Uma primeira forma de evitar o acatamento da injúria é: olhe a si próprio antes de julgar. Quantas vezes agiu de forma parecida com essa que no momento tem tomado como ofensa?
Aguardar é das formas mais efetivas, pois o tempo favorece a verdade. Não é preciso perdoar, mas ponderar.
Pode-se também levar uma vida menos propícias as situações que poderíamos supor injúria. De Demócrito: é um estímulo à tranquilidade se evitarmos no âmbito privado e público nos ocuparmos com tarefas numerosas ou maiores que nossas forças. Portanto, sempre antes de uma tarefa é bom medir-se. Uma tarefa não terminada pesa sobre nós e nos deixa irritadiços.
Da mesma forma, viver junto à pessoas serenas, simples e que não alimentariam sua ira. Porém, é bom ter consciência da própria irascibilidade: cada um tem suas fraquezas e até mesmo uma pessoa calma poderia despertar esse vício em nós. Identifique e proteja-se, assim como os sinais iniciais de cada um devem ser bem conhecidos para que se possa agir e cortar.
Fome, sede, cansaço… tudo isso nos deixa suscetível.
Dê liberdade aos amigos para trazerem-lhe de volta à razão quando estiver neste estado.
Além de não estar em um estado não suscetível é importante: não vá atrás, deixe passar. Paciência com a afronta é um instrumento importante. Faça de tudo, inclusive, para encontrar uma desculpa para as injúrias que chegarem até você - afinal, o ônus de ser de fato uma injúria é seu e não da outra pessoa.
Quando estiver analisando uma injúria, olhe para os motivos iniciais. Muitas vezes são tão frívolos que vai perceber como não vale a pena importar-se. Olhe para as pessoas que supostamente causaram: seriam capazes fazer diferente?
Outro estado suscetível de ira é a inveja, estado que só é causado por nossa culpa:
Agradece, antes, pelo que recebeste; espera o restante e fica contente por ainda não estar repleto; é prazeroso ter algo a esperar.
Preste contas para si mesmo: ao fim do dia, contemple as suas ações e pense sobre os vícios relacionados.
Ajudando pessoas em ira
Além de evitar e remediar, pode-se também enumerar como ajudar as outras pessoas.
Quando ajudando os outros, a principal ferramenta é a mesma: dar-lhes tempo.

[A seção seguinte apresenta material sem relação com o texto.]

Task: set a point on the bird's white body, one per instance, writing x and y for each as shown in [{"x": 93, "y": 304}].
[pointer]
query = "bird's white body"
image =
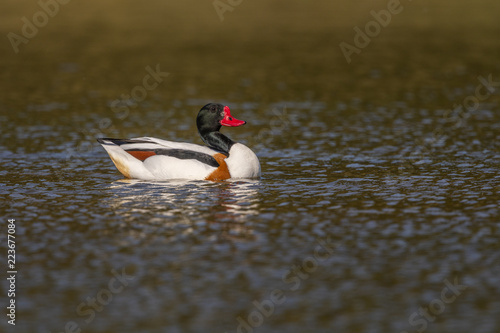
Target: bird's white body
[{"x": 241, "y": 162}]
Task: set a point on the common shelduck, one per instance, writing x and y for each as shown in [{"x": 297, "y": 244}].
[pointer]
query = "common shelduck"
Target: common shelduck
[{"x": 155, "y": 159}]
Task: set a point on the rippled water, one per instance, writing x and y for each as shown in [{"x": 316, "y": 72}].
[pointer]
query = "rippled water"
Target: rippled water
[{"x": 377, "y": 211}]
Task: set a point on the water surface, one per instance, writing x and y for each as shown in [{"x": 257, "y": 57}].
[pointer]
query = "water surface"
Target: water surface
[{"x": 378, "y": 195}]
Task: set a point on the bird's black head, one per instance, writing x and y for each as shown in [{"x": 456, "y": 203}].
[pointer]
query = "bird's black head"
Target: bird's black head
[
  {"x": 209, "y": 121},
  {"x": 212, "y": 116}
]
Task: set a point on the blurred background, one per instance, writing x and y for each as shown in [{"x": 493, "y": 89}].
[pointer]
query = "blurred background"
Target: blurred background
[{"x": 390, "y": 152}]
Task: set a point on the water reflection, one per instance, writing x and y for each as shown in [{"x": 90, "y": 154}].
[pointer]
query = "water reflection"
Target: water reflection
[{"x": 223, "y": 206}]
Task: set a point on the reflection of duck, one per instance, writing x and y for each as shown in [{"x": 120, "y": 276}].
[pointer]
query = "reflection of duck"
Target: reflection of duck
[
  {"x": 219, "y": 208},
  {"x": 150, "y": 158}
]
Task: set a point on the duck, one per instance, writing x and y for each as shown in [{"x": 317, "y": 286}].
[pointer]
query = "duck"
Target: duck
[{"x": 148, "y": 158}]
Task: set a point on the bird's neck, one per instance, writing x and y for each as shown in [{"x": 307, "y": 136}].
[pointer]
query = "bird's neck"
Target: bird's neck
[{"x": 218, "y": 141}]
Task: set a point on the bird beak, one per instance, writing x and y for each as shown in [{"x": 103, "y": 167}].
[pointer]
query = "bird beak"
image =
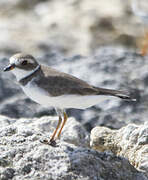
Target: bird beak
[{"x": 9, "y": 67}]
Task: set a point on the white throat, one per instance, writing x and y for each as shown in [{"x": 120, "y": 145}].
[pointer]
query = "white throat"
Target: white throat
[{"x": 21, "y": 74}]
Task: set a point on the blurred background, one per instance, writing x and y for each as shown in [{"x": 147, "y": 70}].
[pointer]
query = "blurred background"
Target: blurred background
[
  {"x": 99, "y": 41},
  {"x": 71, "y": 26}
]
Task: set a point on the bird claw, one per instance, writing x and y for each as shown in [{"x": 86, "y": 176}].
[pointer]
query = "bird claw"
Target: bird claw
[{"x": 47, "y": 142}]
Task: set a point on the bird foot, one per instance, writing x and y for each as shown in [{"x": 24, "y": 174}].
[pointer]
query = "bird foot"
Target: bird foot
[{"x": 51, "y": 142}]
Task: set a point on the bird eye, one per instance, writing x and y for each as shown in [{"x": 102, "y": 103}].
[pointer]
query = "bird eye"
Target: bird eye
[{"x": 24, "y": 62}]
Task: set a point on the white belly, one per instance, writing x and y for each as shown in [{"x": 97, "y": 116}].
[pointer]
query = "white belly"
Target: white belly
[{"x": 65, "y": 101}]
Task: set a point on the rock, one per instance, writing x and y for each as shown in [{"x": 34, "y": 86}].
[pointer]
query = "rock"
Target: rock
[
  {"x": 24, "y": 156},
  {"x": 130, "y": 142}
]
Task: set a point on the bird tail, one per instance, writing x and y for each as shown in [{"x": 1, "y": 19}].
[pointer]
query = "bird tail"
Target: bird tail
[{"x": 116, "y": 93}]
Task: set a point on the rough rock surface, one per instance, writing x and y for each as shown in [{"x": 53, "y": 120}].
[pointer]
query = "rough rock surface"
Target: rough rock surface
[
  {"x": 23, "y": 156},
  {"x": 130, "y": 142},
  {"x": 109, "y": 67}
]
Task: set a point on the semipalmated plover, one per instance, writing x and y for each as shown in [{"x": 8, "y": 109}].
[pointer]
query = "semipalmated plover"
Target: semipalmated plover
[{"x": 50, "y": 87}]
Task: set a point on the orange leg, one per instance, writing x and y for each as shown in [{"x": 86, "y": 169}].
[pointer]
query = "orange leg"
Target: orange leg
[
  {"x": 54, "y": 134},
  {"x": 64, "y": 121},
  {"x": 144, "y": 48}
]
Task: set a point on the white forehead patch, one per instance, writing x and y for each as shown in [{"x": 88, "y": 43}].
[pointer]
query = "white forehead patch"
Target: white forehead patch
[{"x": 13, "y": 60}]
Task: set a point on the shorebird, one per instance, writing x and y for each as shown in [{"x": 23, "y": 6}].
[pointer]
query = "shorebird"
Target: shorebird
[{"x": 49, "y": 87}]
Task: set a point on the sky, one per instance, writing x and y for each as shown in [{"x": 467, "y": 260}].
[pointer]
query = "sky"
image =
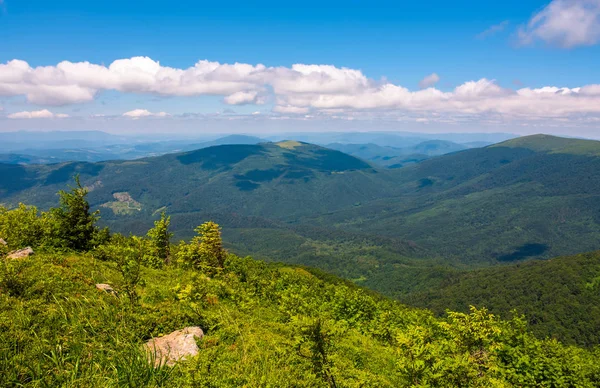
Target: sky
[{"x": 185, "y": 66}]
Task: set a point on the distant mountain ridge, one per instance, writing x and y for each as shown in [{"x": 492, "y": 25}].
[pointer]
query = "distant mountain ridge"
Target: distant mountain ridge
[{"x": 394, "y": 230}]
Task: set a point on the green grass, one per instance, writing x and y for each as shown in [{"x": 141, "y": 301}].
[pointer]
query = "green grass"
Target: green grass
[{"x": 56, "y": 329}]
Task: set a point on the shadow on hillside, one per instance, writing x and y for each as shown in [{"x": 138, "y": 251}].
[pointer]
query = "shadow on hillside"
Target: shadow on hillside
[{"x": 524, "y": 251}]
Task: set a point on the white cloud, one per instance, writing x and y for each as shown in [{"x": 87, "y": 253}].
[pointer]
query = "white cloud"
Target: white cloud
[
  {"x": 290, "y": 109},
  {"x": 241, "y": 98},
  {"x": 564, "y": 23},
  {"x": 38, "y": 114},
  {"x": 139, "y": 113},
  {"x": 300, "y": 89},
  {"x": 429, "y": 81},
  {"x": 493, "y": 30}
]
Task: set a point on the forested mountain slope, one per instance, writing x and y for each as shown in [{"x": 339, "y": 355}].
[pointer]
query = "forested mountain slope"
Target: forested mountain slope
[
  {"x": 530, "y": 197},
  {"x": 87, "y": 307},
  {"x": 560, "y": 297},
  {"x": 392, "y": 230}
]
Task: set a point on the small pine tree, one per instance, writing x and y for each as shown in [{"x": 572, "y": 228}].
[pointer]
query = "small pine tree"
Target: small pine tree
[
  {"x": 75, "y": 223},
  {"x": 206, "y": 250},
  {"x": 210, "y": 244},
  {"x": 160, "y": 246}
]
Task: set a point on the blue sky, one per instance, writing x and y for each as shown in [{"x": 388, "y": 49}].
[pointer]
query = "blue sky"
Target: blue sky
[{"x": 528, "y": 45}]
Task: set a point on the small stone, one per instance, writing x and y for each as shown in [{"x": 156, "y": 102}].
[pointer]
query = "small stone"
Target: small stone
[
  {"x": 174, "y": 347},
  {"x": 21, "y": 253},
  {"x": 106, "y": 288}
]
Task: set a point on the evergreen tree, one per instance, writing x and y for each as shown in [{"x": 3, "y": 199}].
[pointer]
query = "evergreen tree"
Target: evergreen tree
[
  {"x": 75, "y": 223},
  {"x": 206, "y": 250},
  {"x": 160, "y": 236}
]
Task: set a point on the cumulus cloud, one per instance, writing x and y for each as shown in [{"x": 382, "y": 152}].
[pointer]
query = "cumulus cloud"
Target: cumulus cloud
[
  {"x": 429, "y": 81},
  {"x": 290, "y": 109},
  {"x": 493, "y": 30},
  {"x": 139, "y": 113},
  {"x": 564, "y": 23},
  {"x": 300, "y": 89},
  {"x": 242, "y": 98},
  {"x": 38, "y": 114}
]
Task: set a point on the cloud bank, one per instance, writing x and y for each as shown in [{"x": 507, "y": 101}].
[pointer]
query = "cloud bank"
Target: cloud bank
[
  {"x": 301, "y": 89},
  {"x": 38, "y": 114},
  {"x": 564, "y": 23}
]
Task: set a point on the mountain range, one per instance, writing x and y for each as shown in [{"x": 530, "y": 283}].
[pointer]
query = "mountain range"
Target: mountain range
[{"x": 405, "y": 231}]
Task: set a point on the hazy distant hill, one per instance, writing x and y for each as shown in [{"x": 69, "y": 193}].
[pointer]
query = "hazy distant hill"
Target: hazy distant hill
[
  {"x": 394, "y": 230},
  {"x": 536, "y": 196},
  {"x": 118, "y": 151},
  {"x": 398, "y": 157}
]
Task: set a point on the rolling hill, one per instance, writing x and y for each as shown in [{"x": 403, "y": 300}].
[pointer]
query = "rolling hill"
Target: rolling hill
[
  {"x": 532, "y": 197},
  {"x": 396, "y": 157},
  {"x": 559, "y": 297},
  {"x": 396, "y": 231}
]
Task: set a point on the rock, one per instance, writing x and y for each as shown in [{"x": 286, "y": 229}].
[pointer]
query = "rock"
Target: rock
[
  {"x": 21, "y": 253},
  {"x": 174, "y": 347},
  {"x": 106, "y": 288}
]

Portanto, afasta deles os instrumentos de vingança. Mostre-se de acordo, de forma que passem a ouvir seus conselhos, e simule que poderia até auxiliar para uma vingança maior e melhor, pois assim pode retardá-los. Faça de tudo para dar repouso, tente distrair e agradar com assuntos agradáveis.
Podemos lembrá-los de como a sua ira irá satisfazer seus inimigos, além de prejudicar sua própria imagem junto aos que os admiram.
Por fim: a vida é curta demais para gastar energia e tempo com a ira, assumindo injúrias. Em breve vem a morte para tornarmos iguais. Enquanto estivermos entre os vivos, que se pratique a benevolência.